One-person theatrical productions have become more frequent in these days of enormous staging costs. A one-person play requires a great deal less capital to mount, and regional theaters around the country rely on them to bolster the bottom line. Too often these productions do more for the theater's finances than they do for the audiences. Such is not the case with "The Syringa Tree."
This is a tender yet aching story about the personal cost to all of us of sanctioned prejudice. Set in South Africa during the last decades of apartheid, it speaks to citizens of every country in which privilege is based on skin color, religion or ethnicity.
It's a topic that too often is treated on stage as a message to be hammered into the audience's consciousness. Yet this play doesn't preach. Instead, its concepts reveal themselves through the reactions of a little white girl trying to make sense out of what's going on in the world around here. Sometimes the innocent child who simply witnesses has more wisdom than the worldly adult who makes things happen.
Lizzie is 5 when the play opens in the 1960s, living a favored life in Johannesburg as the child of a Jewish doctor and Catholic mother, both of whom have long, deep family roots in South Africa. Salamina, the Xhosa woman who is Lizzie's beloved nanny, is very pregnant when the play opens.
The daughter she delivers, Maliseng, becomes a secret younger sister to Lizzie. She must be secret because South African law forbids people without papers to live outside their homelands. Baby Maliseng would be sent to Soweto if the police were aware of her presence.
As little Lizzie grows to adulthood before our eyes, we meet her neighbors, her grandparents, other of the family servants and a cast of characters that numbers about two dozen. They are all performed by a single actor. The role is shared by two women who play it on alternating nights. On opening night Gin Hammond provided a bravura performance.
Both she and Eva Kaminsky have starred in this play before in such prestigious venues as Longwharf Theatre in New Haven, Conn., and California's Pasadena Playhouse. If Kaminsky is even nearly as good as Hammond, you can expect a momentous experience whatever night you go.
With gesture, accent and intonation Hammond believably switches from "pickaninny" toddler to dour and bigoted Afrikaner religious leader, from gracious English liberal to reserved Zulu chauffeur. Each character is fully embodied; we can "see" them all on the stage. Yet the actor never changes costume, never adds a prop.
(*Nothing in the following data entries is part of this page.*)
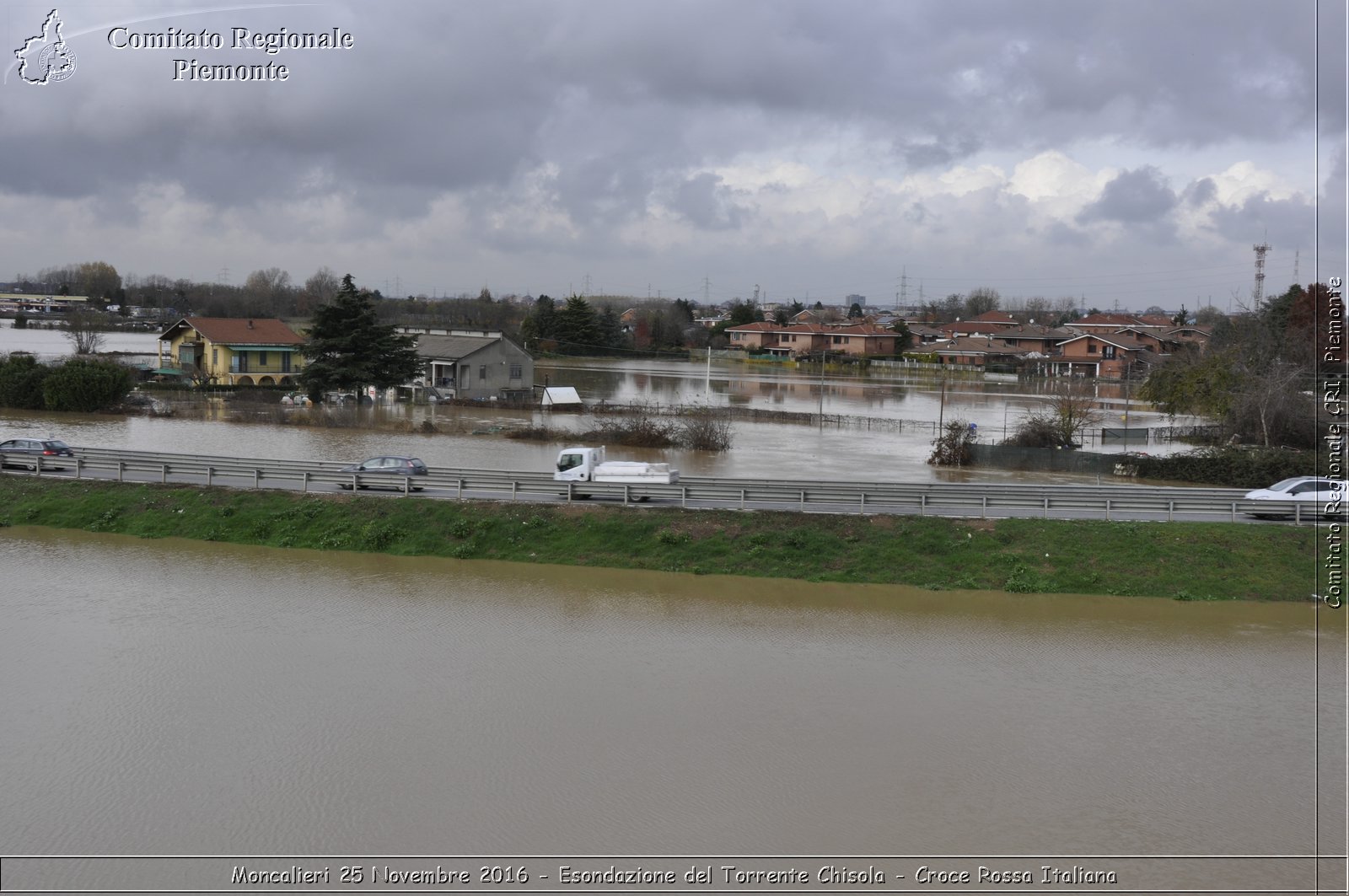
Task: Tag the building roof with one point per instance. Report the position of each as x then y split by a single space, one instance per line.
1035 331
1108 319
239 331
975 346
452 347
995 318
1128 343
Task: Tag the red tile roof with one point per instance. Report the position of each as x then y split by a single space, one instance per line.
240 331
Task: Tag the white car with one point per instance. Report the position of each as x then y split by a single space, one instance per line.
1313 496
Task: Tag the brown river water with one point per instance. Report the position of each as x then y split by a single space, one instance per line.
186 698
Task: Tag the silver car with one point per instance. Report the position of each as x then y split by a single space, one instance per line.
31 453
1313 496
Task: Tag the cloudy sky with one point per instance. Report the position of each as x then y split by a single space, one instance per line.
1126 152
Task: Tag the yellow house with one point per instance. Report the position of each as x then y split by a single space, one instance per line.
238 351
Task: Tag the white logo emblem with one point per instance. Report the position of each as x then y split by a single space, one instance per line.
46 57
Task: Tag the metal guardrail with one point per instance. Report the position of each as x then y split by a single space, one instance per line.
968 500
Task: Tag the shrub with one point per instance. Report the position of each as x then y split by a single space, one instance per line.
20 382
85 385
953 447
705 429
1231 466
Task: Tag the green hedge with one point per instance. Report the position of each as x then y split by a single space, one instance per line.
1234 467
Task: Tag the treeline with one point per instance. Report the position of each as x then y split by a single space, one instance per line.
582 327
80 384
1258 375
579 328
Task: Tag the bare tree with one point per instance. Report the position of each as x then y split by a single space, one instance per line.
269 292
1062 420
84 330
319 289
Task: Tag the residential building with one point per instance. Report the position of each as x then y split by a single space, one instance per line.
481 368
1108 355
235 351
809 339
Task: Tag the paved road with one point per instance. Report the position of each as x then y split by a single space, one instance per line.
966 500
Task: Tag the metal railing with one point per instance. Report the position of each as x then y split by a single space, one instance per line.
965 500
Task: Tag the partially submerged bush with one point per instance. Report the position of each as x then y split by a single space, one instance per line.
953 447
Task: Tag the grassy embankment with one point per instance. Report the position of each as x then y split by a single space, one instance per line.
1174 561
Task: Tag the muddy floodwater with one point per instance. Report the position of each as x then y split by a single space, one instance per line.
185 698
881 431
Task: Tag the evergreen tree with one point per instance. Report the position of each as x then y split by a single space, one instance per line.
20 382
611 330
85 385
541 321
578 327
348 348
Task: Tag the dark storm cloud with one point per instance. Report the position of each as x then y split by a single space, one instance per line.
1135 197
705 201
1201 192
1292 219
452 96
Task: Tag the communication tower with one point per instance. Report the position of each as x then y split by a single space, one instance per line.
1259 290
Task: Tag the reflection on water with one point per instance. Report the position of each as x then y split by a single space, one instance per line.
186 698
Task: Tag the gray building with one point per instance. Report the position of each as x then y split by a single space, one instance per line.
479 368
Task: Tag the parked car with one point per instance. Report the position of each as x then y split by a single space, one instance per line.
1313 494
393 464
29 453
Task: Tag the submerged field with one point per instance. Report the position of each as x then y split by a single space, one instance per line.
1201 561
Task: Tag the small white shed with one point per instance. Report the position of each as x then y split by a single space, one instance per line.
562 397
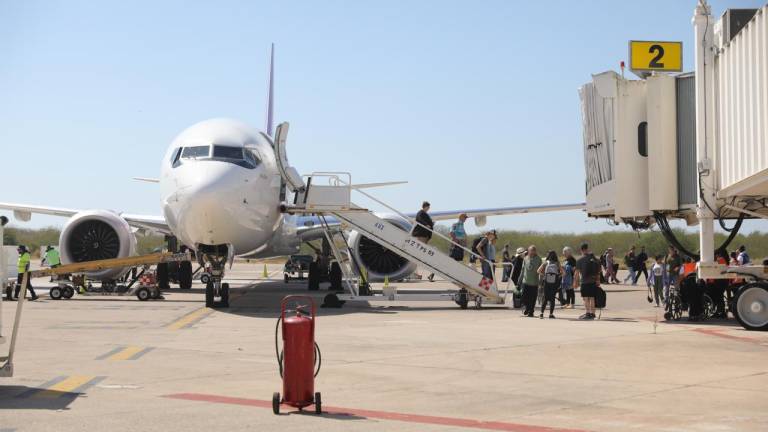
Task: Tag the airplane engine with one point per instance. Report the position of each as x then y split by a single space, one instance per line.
378 260
95 235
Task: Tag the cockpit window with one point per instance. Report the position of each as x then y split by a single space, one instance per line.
195 152
228 152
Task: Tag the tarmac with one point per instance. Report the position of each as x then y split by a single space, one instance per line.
106 363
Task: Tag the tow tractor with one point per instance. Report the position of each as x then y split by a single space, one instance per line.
6 362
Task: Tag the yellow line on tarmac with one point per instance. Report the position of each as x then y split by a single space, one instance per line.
68 385
126 353
190 318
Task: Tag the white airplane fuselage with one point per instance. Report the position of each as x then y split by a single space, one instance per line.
220 186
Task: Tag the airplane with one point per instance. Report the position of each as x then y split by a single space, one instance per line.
221 194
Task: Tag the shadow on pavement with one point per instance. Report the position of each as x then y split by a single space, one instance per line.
23 397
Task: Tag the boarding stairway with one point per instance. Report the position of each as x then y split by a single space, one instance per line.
329 193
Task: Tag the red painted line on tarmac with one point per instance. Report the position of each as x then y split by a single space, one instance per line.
382 415
719 333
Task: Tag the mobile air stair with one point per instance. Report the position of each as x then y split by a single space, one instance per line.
329 194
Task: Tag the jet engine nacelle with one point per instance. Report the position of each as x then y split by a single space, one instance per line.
378 260
95 235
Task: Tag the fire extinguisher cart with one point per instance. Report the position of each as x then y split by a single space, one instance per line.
300 360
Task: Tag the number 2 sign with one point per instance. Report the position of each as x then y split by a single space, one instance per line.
648 56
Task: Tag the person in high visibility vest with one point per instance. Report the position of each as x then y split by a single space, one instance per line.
52 257
23 266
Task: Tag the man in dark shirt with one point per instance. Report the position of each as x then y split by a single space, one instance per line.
587 276
640 267
423 228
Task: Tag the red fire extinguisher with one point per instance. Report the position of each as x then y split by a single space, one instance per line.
300 361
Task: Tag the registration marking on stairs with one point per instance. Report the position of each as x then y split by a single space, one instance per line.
125 353
190 319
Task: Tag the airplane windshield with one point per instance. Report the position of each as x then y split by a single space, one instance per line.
228 152
195 152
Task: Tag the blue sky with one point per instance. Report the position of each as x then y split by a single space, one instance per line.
474 103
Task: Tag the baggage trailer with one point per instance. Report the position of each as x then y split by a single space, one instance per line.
6 362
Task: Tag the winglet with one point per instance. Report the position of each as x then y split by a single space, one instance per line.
270 93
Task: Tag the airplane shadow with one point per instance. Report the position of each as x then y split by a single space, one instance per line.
23 397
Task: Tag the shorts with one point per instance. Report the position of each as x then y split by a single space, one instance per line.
589 290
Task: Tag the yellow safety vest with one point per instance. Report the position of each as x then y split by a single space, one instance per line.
24 260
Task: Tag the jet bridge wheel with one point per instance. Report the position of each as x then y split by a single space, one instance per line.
462 298
751 309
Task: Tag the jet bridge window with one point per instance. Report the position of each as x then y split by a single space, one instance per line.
195 152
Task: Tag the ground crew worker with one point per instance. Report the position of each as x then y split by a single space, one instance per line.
23 266
52 257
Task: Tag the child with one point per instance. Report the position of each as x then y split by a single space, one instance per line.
657 275
552 273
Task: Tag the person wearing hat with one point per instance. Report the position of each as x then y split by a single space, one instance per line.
458 236
487 251
422 230
23 266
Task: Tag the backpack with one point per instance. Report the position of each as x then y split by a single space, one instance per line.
551 273
476 242
592 269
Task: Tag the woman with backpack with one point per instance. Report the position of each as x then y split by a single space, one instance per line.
552 272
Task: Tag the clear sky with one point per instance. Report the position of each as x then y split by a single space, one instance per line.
474 103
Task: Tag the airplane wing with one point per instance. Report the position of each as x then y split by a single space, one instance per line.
24 213
500 211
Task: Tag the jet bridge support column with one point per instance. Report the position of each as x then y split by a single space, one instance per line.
703 24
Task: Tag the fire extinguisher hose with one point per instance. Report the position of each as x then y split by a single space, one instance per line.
279 352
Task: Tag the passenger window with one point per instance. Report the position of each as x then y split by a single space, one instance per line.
642 139
195 152
228 152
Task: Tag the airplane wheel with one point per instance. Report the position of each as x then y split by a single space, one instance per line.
225 295
752 306
143 294
55 293
185 275
209 294
276 403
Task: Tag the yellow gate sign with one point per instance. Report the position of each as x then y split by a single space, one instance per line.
648 56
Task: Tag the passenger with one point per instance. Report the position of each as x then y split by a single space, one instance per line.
552 273
506 260
587 276
530 280
640 266
458 236
743 256
486 250
672 265
517 266
23 266
610 267
657 279
629 261
569 266
422 230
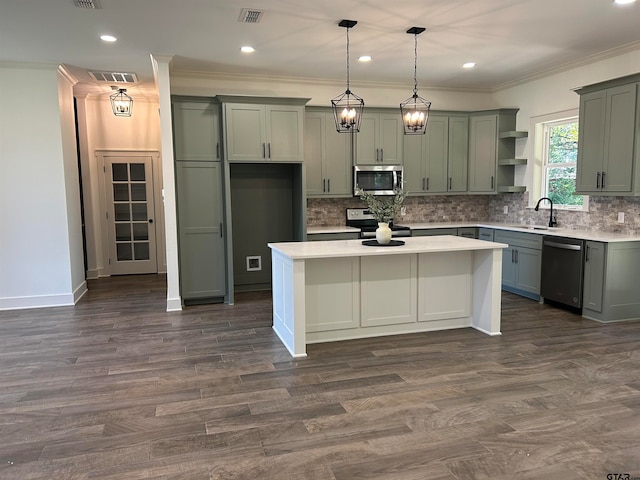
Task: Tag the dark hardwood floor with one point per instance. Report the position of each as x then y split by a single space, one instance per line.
116 388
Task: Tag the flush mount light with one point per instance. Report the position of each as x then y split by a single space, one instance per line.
415 109
347 107
121 103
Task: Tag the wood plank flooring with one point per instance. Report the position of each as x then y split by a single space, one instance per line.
116 388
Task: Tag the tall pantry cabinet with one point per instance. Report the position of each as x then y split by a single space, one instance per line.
199 198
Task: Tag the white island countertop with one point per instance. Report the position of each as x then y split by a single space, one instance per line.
355 248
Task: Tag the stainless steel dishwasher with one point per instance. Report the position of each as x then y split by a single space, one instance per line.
562 267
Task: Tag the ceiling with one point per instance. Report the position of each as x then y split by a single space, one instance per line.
508 39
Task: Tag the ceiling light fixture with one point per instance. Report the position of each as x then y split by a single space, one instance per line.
415 109
121 103
347 107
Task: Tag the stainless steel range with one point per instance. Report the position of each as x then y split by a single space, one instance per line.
361 218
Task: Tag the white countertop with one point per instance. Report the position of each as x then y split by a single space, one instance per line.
355 248
594 235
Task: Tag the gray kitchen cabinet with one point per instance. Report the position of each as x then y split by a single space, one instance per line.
196 126
436 162
593 283
521 262
201 246
327 156
612 281
199 199
492 161
608 138
263 132
379 141
425 232
483 131
486 234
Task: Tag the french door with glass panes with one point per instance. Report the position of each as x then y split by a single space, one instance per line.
130 215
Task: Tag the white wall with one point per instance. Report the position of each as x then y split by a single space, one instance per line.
38 244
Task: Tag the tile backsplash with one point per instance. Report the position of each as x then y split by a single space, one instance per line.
602 214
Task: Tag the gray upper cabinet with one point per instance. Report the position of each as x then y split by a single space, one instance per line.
259 132
607 140
483 131
196 128
379 141
327 156
436 162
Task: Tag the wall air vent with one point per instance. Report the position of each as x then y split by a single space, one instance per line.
93 4
250 15
114 77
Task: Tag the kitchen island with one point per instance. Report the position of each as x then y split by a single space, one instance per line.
327 291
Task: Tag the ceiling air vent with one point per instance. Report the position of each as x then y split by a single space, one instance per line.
114 77
93 4
250 15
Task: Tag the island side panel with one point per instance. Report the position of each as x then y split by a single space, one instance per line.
288 293
445 287
487 291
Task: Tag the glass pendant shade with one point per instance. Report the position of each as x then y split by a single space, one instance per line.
347 107
415 109
121 103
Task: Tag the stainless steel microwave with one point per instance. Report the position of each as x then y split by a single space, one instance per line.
377 179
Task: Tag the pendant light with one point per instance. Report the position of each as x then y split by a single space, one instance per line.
121 103
415 109
347 107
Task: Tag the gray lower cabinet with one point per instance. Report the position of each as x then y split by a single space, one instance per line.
593 284
612 281
200 235
521 262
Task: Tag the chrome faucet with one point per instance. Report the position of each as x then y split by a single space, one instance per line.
552 219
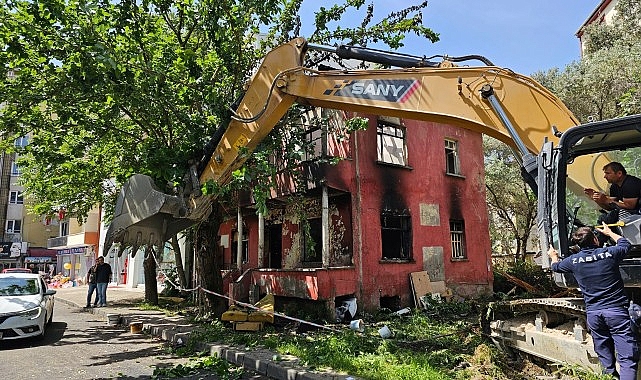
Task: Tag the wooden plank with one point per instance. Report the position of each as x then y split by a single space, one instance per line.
421 286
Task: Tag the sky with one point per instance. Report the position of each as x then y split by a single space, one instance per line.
524 35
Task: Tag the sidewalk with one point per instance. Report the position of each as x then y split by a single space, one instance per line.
123 301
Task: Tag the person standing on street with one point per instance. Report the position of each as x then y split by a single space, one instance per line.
597 272
91 281
103 278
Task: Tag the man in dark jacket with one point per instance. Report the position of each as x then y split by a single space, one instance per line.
597 272
91 281
103 278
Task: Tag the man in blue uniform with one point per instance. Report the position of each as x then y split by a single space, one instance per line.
597 272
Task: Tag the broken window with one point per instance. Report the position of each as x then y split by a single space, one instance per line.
15 197
396 236
244 248
390 143
452 164
457 234
313 240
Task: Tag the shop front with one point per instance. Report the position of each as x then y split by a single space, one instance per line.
10 256
73 263
43 259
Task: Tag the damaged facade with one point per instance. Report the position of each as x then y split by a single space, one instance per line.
408 196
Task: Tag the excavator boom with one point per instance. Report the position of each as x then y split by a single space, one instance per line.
487 99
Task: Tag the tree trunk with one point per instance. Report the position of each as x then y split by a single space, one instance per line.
151 285
182 278
207 270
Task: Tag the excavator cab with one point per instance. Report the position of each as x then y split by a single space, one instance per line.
561 211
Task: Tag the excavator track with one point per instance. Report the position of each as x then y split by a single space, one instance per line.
553 329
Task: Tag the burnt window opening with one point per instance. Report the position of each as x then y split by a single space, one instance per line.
245 247
457 235
312 240
396 236
391 145
452 163
15 197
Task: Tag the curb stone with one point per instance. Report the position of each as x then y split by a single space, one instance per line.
256 360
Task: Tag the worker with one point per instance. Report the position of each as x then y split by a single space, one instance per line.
596 269
625 191
623 198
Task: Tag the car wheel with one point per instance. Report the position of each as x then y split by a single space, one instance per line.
50 320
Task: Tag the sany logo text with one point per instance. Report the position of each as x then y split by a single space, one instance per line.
392 90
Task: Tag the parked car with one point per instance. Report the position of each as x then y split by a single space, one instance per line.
26 306
16 270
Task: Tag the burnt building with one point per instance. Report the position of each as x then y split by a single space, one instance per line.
407 196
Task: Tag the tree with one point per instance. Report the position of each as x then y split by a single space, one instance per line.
106 89
511 203
604 84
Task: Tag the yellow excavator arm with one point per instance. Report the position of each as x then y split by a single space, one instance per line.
491 100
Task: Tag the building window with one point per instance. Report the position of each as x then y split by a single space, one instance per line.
64 228
390 143
312 240
457 234
14 226
452 163
15 197
244 247
15 170
21 142
396 236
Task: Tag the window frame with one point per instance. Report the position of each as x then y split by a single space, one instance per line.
15 197
385 139
15 169
315 234
452 157
13 223
457 240
396 235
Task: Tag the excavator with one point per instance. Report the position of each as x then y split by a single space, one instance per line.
559 158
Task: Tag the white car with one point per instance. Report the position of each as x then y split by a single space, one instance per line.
26 305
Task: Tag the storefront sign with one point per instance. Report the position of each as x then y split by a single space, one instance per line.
72 251
9 250
29 259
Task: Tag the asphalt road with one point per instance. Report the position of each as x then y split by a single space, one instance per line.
80 345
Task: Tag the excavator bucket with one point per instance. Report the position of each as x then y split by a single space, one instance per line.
144 215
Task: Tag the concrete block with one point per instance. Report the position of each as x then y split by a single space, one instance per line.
235 357
277 371
255 363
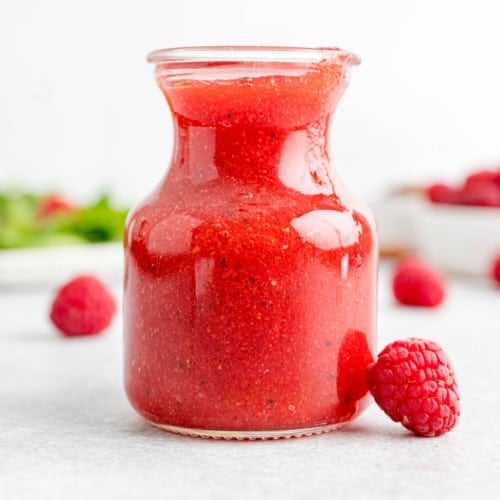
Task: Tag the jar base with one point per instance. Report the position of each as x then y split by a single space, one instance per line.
249 435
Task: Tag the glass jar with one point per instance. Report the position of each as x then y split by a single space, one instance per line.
250 284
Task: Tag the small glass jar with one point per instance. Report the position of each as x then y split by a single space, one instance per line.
250 283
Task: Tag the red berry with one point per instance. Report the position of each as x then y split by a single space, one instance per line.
481 176
480 193
54 204
83 306
495 269
416 283
414 383
442 193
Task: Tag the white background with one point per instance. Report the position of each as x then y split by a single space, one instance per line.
79 110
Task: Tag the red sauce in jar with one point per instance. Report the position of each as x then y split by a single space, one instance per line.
250 272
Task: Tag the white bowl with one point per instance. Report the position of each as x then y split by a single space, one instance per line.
458 239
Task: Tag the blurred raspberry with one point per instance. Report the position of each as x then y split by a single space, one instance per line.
442 193
480 193
83 306
417 283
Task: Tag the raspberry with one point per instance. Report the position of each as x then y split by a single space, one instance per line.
83 306
495 269
480 193
414 383
441 193
416 283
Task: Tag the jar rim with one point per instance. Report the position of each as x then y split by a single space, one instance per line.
250 53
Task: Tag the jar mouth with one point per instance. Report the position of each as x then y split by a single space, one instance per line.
233 54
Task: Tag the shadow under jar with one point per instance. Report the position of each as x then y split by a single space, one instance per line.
250 280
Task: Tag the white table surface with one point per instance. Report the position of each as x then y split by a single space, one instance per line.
68 432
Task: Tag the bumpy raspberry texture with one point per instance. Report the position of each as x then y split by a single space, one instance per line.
416 283
414 383
83 306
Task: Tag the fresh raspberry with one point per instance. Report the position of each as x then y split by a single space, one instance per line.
54 204
416 283
480 176
83 306
480 193
495 269
442 193
414 383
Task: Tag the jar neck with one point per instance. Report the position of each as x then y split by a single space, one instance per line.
296 158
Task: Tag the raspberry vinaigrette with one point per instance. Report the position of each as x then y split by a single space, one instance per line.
250 286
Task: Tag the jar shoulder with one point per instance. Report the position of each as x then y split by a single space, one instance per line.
249 220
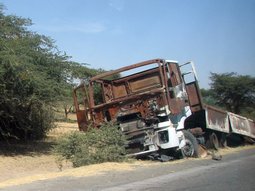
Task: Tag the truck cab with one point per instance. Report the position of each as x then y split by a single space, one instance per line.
148 100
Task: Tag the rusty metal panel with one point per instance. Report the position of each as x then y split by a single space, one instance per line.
147 82
217 119
240 125
194 97
252 127
119 90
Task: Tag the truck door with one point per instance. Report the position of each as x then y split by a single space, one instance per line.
81 103
192 88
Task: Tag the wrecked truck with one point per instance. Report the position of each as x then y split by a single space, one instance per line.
157 105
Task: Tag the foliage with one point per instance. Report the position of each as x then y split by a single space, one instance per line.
34 76
208 97
235 92
94 146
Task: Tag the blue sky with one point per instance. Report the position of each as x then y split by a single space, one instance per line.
218 35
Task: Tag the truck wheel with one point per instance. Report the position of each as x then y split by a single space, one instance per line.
214 141
191 148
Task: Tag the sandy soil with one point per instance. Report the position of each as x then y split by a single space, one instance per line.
31 162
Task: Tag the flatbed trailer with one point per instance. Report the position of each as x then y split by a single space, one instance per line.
158 107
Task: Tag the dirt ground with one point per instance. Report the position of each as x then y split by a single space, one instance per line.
30 162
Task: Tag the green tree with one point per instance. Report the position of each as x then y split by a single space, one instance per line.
34 76
235 92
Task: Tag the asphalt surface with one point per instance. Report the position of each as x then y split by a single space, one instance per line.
234 172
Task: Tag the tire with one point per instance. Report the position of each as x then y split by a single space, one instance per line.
191 149
213 138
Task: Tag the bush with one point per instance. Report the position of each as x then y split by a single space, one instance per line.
94 146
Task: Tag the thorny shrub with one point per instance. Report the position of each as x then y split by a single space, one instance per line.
106 144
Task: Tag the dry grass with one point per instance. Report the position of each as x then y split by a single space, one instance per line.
30 162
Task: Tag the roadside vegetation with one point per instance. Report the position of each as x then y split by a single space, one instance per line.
106 144
36 82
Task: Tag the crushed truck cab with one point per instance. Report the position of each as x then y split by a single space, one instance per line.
155 105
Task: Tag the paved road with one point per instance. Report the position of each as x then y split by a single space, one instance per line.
234 172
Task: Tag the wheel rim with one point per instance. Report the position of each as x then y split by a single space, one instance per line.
188 149
214 140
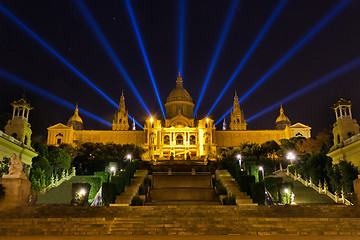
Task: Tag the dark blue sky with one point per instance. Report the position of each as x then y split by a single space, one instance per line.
62 26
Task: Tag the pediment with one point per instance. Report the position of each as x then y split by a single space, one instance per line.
299 125
59 126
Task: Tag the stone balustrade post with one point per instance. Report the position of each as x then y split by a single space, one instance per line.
52 180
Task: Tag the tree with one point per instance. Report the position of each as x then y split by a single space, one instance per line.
41 149
4 118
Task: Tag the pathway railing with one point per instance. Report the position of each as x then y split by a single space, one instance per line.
55 181
322 189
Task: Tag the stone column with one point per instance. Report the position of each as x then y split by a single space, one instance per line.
356 183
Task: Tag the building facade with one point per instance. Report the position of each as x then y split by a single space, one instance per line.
179 135
17 136
346 135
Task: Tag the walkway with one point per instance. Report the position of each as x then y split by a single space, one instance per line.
60 194
306 195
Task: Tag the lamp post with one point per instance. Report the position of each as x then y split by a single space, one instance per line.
113 170
239 159
262 171
291 156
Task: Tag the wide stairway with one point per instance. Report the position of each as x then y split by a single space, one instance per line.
182 188
290 220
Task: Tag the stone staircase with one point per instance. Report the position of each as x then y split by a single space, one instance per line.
182 188
182 220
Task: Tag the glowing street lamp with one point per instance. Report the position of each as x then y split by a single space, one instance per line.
291 156
113 170
262 171
239 159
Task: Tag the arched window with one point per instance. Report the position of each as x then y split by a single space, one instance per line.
26 140
192 140
167 139
179 140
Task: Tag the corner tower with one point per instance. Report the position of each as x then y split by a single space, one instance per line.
75 120
345 126
237 121
179 102
282 121
120 121
19 127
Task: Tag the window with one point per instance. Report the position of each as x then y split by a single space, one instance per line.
179 140
167 139
192 140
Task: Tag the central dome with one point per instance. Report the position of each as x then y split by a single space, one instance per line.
179 93
179 102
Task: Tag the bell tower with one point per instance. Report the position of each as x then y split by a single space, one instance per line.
345 126
19 127
121 121
237 121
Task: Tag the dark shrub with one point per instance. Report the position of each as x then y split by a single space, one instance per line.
80 194
95 184
258 193
119 181
108 193
136 201
245 182
229 200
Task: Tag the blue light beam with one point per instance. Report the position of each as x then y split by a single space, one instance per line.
338 7
250 51
304 40
224 32
52 51
181 33
347 67
105 44
138 36
11 78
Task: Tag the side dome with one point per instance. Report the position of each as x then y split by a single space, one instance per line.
75 121
179 93
179 102
282 121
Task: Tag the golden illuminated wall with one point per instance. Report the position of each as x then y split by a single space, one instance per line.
234 138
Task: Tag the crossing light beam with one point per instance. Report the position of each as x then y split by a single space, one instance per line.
304 40
7 13
217 51
141 44
105 44
181 33
250 51
345 68
13 79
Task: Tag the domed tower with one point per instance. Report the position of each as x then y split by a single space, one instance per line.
75 121
121 121
282 121
19 127
237 121
345 126
179 102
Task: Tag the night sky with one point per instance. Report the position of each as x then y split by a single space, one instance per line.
63 27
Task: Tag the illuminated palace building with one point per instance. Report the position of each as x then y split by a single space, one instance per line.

So, too, can we "see" the South African countryside even though the set has been deliberately created as an exercise in minimalism. The stage is bare except for a child's swing suspended from above. It hangs in front of a backlit backdrop on which wide strokes of color change to suit the mood of the play. On it is a large, flowering tree branch - the syringa tree of the title. Designed by Kenneth Foy, the setting works beautifully.
Through the ingenious lighting effects of Steven B. Mannshardt, this set blazes with the dawning sun at one moment, is infused with the gold of sunset at another. In moonlight it can be the frightening venue of a police chase, or the inviting locale of a convivial campfire.
These images are reinforced by the sounds designed by Tony Suraci. The noise of rustling underbrush, musical notes, a rapping on a door, automobile tires, a gunshot, children's games, all enter our consciousness and help shape the scene we create in our own minds.
Written by Pamela Gien, who grew up in South Africa, the play is semiautobiographical. Gien wrote it as fiction because she wanted it to transcend the personal and address more profoundly the idea of freedom and human dignity. She succeeds brilliantly and was awarded the Obie for best play in 2001. She was also the play's first actor and won awards for her performance as well.
"The Syringa Tree" has played to sold-out houses across the United States, in England and other international venues. It's satisfying to know that it was first performed here in Seattle, in ACT's Bullitt Cabaret in 1999. Larry Moss was the director then; he has returned to Seattle to direct the current production. It was Moss who first encouraged Gien to write "The Syringa Tree."
This is a one-act play that runs more than 90 minutes. Be prepared, and you'll be amply rewarded.
Its return to ACT is a gift to the community. We almost lost ACT Theatre last year. Let us rejoice in the fact that it is still with us.